November 25, 2015 Survey Confirms Holiday Season Marks Higher Incidence Of Reflux Complaints

The results of a survey of U.S. gastroenterologists revealed that physicians see more patients complaining of reflux during the holidays. Appropriately, GERD Awareness Week 2015 kicks off the holiday season,Thanksgiving week – November 22-28.

"With changes in diet and the typical dietary indiscretion that happens during the holidays I tend to see more patients with reflux-related issues this time of year," noted Jay N. Yepuri, MD, MS, from Digestive Health Associates of Texas.

GERD Awareness Week reinforces the need for patient education and encourages those suffering to determine whether their reflux is diet related or is a chronic condition, as well as to explore treatment options.

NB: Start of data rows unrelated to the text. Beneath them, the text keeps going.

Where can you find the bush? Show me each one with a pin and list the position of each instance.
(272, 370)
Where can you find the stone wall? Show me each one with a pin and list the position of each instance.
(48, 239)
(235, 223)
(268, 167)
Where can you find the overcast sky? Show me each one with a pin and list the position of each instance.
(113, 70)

GERD is a condition where contents that belong in the stomach reflux up into the esophagus causing a variety of symptoms including heartburn.

Sixty percent of adults will experience Gastroesophageal Reflux Disease (GERD) within a 12-month period and 20 to 30 percent have weekly symptoms. GERD is characterized by classic heartburn symptoms, or other "Silent Reflux" symptoms that may not be immediately identified as GERD, like chronic cough, hoarseness, etc.

Many GERD sufferers are unaware of the dangers of chronic reflux or available treatment options. If left untreated, GERD can lead to Barrett's Esophagus and Esophageal Cancer.  First line treatment options include reduced acid diets and other lifestyle changes, followed by medications like proton pump inhibitors (PPI).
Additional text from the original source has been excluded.